Bien-être psychologique

« L’hypnose m’a beaucoup aidé face aux symptômes de la SEP »

Atteinte d’une sclérose en plaques, Muriel, 41 ans, a tenté les séances d’hypnose. Et cela l’a beaucoup aidée. Pour Voix des Patients, elle partage son expérience.

« Récemment, j’ai dû faire un arthroscanner. En effet, j’ai de l’arthrose dans la hanche. C’est une anomalie génétique, mais qui a été très largement accentuée par ma maladie », raconte-t-elle. Son rhumatologue lui a prescrit un arthroscanner. Parce qu’elle appréhendait beaucoup cet examen, elle a entamé des séances d’hypnose.

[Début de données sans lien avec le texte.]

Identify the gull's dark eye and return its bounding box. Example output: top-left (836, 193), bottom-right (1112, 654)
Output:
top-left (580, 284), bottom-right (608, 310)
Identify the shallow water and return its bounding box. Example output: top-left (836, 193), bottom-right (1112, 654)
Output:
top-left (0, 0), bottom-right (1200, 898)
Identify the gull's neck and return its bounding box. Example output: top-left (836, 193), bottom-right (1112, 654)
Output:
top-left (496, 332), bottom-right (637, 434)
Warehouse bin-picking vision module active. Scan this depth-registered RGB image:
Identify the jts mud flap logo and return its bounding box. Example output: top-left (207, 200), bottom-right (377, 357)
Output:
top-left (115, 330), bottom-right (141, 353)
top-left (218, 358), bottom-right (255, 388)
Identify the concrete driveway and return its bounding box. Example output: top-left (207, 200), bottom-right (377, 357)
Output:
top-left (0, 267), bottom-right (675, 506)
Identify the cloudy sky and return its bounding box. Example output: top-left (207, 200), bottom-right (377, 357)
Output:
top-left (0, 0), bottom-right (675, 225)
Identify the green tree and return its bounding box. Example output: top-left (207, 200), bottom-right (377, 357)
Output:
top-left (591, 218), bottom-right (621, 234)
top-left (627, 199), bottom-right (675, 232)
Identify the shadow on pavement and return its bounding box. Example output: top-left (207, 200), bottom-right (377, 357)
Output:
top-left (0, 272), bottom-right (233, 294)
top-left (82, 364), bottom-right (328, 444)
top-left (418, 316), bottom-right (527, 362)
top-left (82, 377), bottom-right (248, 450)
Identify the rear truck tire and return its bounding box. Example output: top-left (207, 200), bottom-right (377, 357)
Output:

J’étais angoissée par l’acte médical mais aussi par l’environnement qui me panique. L’hypnose m’a aidée à gérer ces émotions.

Vaincre l’appréhension

Cela n’est pas la première fois que Muriel consulte une hypnothérapeute. Par le passé, des séances lui avaient permis de diminuer des douleurs neuropathiques au niveau du ventre, mais aussi de faire face au stress. « Je ne me ronge plus du tout les ongles depuis et, me sentant moins nerveuse, je tente aussi de diminuer ma consommation de cigarettes », raconte-t-elle. Concrètement, comment ça se passe ? « La thérapeute pose des questions sur nos attentes, notre ressenti etc., puis on s’installe confortablement et on ferme les yeux. Les séances intègrent un travail de respiration. On se concentre sur les battements de son cœur, sur les bruits environnants, on attribue une couleur à une émotion. On choisit un lieu ressource. »

On se recentre sur l’essentiel en fait. Sur nos émotions. Pour ma part, je m’étais imaginé un endroit que j’affectionne particulièrement dans les Cyclades.

Chaque séance qui lui est proposée dure une heure et demie.

Calme, détente et meilleur sommeil

Grâce à ces séances, Muriel s’est sentie plus calme et plus détendue. « J’ai réussi à ne plus avoir d’appréhension par rapport à l’arthroscanner, sachant que j’en pleurais. Cela m’a permis d’échapper à des crises de panique. L’hypnothérapeute explique à l’inconscient que ce n’est pas grave. Chez moi, c’est très efficace. C’est comme une sorte de thérapie accélérée », observe-t-elle. Cette approche lui a permis d’être plus équilibrée, de se sentir moins nerveuse. « Pendant les séances j’ai toujours ressenti du froid dans les jambes. Ce sont des connexions qui se font. Les informations passent dans le système nerveux. Pendant deux ou trois jours, les jambes sont plus légères, moins raides et je pouvais sentir les sensations dans les pieds et la voûte plantaire, ce qui n’est pas fréquent », précise-t-elle. À ses yeux, au fur et à mesure qu’on s’habitue à l’hypnose, les effets arrivent vite.

On dort bien, donc on est moins fatigué. En raison de la SEP, on a du mal à trouver le sommeil. Le fait d’être moins nerveux et plus détendue permet de mieux dormir.

En ce qui concerne la régularité, différentes options peuvent s’envisager. De plus, certains hypnothérapeutes proposent des enregistrements audio pour faire des séances d’auto hypnose, seul(e) depuis chez soi.

Mais attention, de même que tous les praticiens ne se valent pas, tous les patients ne sont pas réceptifs à cette approche… Il est nécessaire de solliciter un professionnel de santé diplômé et de garder en tête que l’hypnose est une approche thérapeutique complémentaire qui doit s’inscrire dans une prise en charge globale de sclérose en plaques et qui ne peut en aucun cas se substituer aux traitements prescrits par l’équipe soignante.